Cela aura pour effet qu’un plus petit nombre de récepteurs de dopamine et opioïde sont présent, et que le développement du cortex orbitofrontal est modifié. La dépendance serait donc programmée dès la tendre enfance, ou à tout le moins, les risques de la développer seraient accrus.

Il y a de l’espoir

Même si le cerveau du dépendant a des manques développementaux, et qu’il y a certes des dommages cérébraux reliés à la consommation, le cerveau peut s’adapter de par sa plasticité. 

Le cerveau, heureusement pour le dépendant, continu à se développer durant toute notre vie, et il produit de nouvelles cellules à l’âge adulte, en ayant la capacité de former de nouveaux circuits.

Il faut stimuler notre cerveau extérieurement pour obtenir des changements intérieurs. Le cerveau peut se remodeler toute la vie durant, dans un premier temps sous l’effet d’un environnement enrichi, apaisant et dans l’amour et la compréhension, mais aussi sous l’effet de changements dans notre façon d’agir et notre façon de penser.

L’activité mentale peut physiquement recâbler les circuits défectueux du cerveau et modifier les réactions cérébrales et émotionnelles inadéquates. Qui plus est, l’esprit et l’âme, que la science biologique ne peut expliquer, ont aussi un rôle important à jouer.

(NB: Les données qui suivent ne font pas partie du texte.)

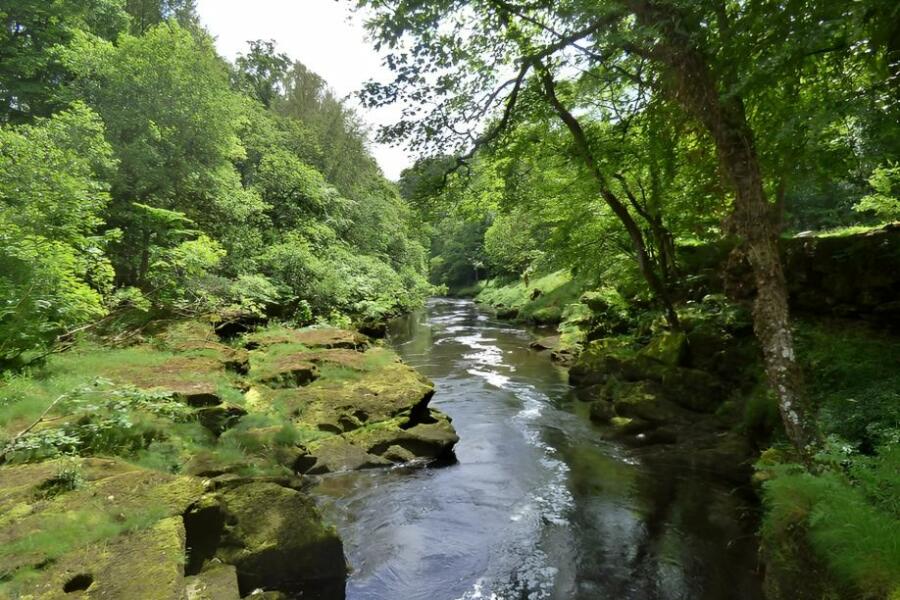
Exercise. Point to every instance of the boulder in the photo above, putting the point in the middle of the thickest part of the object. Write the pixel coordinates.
(111, 530)
(309, 337)
(218, 582)
(668, 347)
(383, 444)
(507, 312)
(286, 372)
(694, 389)
(545, 343)
(644, 400)
(276, 539)
(602, 411)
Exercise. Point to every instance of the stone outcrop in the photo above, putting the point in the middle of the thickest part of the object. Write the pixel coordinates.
(855, 275)
(239, 426)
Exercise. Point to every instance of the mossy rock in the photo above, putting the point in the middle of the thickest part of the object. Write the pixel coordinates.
(630, 425)
(549, 342)
(109, 499)
(357, 400)
(602, 411)
(645, 401)
(217, 582)
(668, 347)
(694, 389)
(310, 337)
(285, 372)
(277, 540)
(193, 379)
(508, 313)
(383, 444)
(142, 564)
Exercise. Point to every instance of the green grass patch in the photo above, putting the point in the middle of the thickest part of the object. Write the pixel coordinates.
(858, 542)
(557, 290)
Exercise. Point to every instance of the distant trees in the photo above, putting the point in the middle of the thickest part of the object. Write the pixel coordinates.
(141, 172)
(673, 83)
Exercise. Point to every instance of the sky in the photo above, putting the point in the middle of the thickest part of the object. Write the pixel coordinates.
(323, 35)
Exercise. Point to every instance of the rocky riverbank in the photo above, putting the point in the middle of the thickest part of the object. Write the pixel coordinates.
(177, 468)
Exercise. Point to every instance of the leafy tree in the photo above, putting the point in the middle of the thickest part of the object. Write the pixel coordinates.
(147, 13)
(884, 202)
(172, 120)
(52, 266)
(32, 35)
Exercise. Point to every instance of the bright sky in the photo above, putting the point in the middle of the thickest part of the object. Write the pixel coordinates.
(319, 33)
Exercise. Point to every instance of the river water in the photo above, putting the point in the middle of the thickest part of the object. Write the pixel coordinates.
(539, 505)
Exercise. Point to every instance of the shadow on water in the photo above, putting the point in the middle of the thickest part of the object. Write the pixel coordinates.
(539, 506)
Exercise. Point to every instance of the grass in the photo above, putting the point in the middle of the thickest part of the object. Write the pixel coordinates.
(853, 376)
(62, 533)
(858, 542)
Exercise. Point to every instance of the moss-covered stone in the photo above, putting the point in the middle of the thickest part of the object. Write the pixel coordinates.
(668, 347)
(384, 443)
(276, 539)
(108, 499)
(645, 401)
(310, 337)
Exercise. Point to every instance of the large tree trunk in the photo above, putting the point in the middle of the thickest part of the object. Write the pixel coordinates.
(725, 119)
(645, 262)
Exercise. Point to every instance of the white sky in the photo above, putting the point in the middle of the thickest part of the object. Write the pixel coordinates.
(319, 33)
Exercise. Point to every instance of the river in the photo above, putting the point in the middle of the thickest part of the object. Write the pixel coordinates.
(539, 505)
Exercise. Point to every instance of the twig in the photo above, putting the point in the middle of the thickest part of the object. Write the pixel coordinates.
(19, 435)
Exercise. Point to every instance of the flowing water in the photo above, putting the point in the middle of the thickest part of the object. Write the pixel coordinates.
(539, 506)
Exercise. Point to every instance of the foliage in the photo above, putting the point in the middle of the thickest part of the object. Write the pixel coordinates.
(884, 202)
(51, 202)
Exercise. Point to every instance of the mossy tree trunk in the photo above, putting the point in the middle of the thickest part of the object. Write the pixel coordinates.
(724, 117)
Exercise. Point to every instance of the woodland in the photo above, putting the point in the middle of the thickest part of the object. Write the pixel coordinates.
(701, 198)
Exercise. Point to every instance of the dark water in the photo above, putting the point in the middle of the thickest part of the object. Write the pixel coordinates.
(539, 506)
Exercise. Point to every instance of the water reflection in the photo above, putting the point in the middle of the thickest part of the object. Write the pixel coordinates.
(539, 507)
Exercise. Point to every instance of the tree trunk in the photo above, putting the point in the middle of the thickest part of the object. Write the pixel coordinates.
(645, 263)
(726, 121)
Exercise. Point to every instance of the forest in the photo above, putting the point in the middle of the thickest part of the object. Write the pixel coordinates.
(692, 208)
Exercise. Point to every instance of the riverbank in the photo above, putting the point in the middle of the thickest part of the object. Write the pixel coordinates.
(180, 464)
(539, 505)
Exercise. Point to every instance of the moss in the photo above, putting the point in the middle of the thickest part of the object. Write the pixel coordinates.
(276, 539)
(822, 530)
(668, 347)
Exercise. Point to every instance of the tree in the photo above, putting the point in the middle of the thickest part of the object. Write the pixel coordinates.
(147, 13)
(172, 120)
(261, 72)
(53, 272)
(33, 33)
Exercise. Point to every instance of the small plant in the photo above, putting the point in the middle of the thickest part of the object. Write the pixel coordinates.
(69, 477)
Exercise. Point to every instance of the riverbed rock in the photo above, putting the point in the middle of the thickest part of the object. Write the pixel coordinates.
(645, 401)
(549, 342)
(112, 531)
(276, 539)
(218, 582)
(309, 337)
(507, 312)
(668, 347)
(602, 411)
(383, 444)
(694, 389)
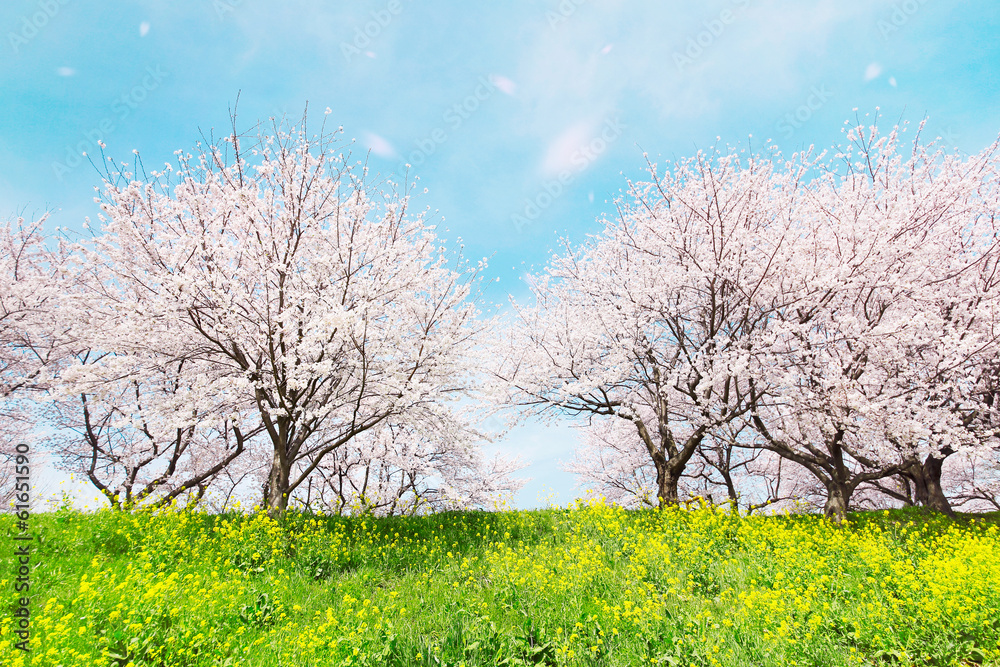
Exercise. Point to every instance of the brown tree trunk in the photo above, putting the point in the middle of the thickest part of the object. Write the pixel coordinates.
(666, 487)
(276, 489)
(838, 499)
(926, 478)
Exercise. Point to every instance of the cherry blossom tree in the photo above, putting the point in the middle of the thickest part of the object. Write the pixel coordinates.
(612, 462)
(278, 270)
(865, 367)
(407, 470)
(653, 320)
(146, 430)
(33, 338)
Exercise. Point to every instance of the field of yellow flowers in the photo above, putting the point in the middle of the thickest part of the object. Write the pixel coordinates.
(587, 585)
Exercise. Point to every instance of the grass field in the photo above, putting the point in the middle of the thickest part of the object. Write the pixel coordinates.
(590, 585)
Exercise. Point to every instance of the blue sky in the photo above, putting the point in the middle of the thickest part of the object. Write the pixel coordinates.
(522, 119)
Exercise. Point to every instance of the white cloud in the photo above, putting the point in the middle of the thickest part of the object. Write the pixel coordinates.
(378, 145)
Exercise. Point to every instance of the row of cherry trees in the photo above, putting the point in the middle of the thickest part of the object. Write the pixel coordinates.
(784, 324)
(261, 313)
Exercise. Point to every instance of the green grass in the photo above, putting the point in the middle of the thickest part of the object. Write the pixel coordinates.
(591, 585)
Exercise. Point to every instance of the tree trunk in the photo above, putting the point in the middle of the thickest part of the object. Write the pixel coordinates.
(666, 486)
(276, 489)
(926, 478)
(838, 499)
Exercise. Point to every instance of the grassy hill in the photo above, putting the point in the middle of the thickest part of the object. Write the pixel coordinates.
(589, 585)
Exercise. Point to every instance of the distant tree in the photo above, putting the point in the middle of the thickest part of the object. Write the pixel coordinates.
(402, 470)
(654, 321)
(33, 338)
(146, 430)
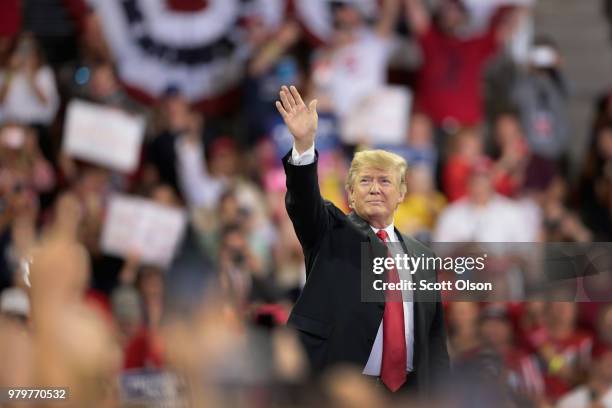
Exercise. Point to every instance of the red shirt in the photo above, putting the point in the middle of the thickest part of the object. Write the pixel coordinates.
(449, 84)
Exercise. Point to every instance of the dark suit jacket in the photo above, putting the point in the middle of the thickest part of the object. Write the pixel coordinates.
(333, 323)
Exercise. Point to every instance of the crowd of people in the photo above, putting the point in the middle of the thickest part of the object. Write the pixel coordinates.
(485, 132)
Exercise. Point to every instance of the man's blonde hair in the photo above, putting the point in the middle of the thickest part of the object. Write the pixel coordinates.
(378, 159)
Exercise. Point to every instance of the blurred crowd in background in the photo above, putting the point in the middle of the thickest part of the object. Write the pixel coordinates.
(486, 134)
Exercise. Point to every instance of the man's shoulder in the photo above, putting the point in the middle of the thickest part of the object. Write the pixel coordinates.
(416, 246)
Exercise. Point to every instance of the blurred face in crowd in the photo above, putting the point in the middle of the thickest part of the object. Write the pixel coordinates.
(604, 142)
(375, 195)
(468, 144)
(508, 130)
(496, 332)
(462, 315)
(346, 20)
(104, 85)
(165, 195)
(223, 160)
(420, 133)
(452, 16)
(603, 367)
(26, 54)
(561, 314)
(229, 209)
(604, 328)
(480, 188)
(420, 180)
(177, 112)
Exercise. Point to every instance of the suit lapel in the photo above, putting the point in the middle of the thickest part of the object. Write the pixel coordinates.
(373, 249)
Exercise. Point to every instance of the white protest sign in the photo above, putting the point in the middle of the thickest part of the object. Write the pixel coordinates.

La méditation pleine conscience est particulièrement efficace pour améliorer le système d’autorégulation des émotions dans le cortex préfrontal. La pleine conscience permet de reconnaitre que les émotions sont originaires du passé, et faire en sorte qu’elles ne viennent plus brouiller notre vision du monde.  

Le dépendant ne doit surtout pas se déresponsabiliser et s’apitoyer sur son sort en se disant: Je consomme parce que mon cerveau à des déficiences il devrait penser plutôt comme ceci: J’ai possiblement un cerveau avec des lacunes, mais je sais qu’en y travaillant ardemment et en le respectant, il pourra s’améliorer beaucoup dans un futur rapproché. D’autre y sont parvenu avant moi, pourquoi pas moi? Pourquoi n’aurais-je pas droit moi aussi au bonheur?

2- Le concept psychosocial

Le système de récompense expliqué plus haut ne peut expliquer à lui seul le problème de la dépendance. 

En effet, la solution à la dépendance doit impérativement tenir compte du contexte psychosocial, avec ses implications environnementales, familiales et sociales.

Le milieu social et l’environnement jouent un rôle primordial dans la dépendance : la situation familiale, l’habitude de consommation dans la famille et leurs comportements face aux drogues ou à d’autres comportements addictifs, le cercle d’amis auquel on appartient, le milieu de travail, l’accessibilité aux psychotropes ou à de l’aide psychologique, la criminalité du milieu, l’éducation, la pauvreté, une difficulté de la vie particulière, un deuil, etc.  

L’âge de l’individu, le sexe, le poids, la santé physique, psychologique et mentale sont aussi très importants. 

Une chose est certaine : La gestion des émotions est primordiale au contrôle de la dépendance.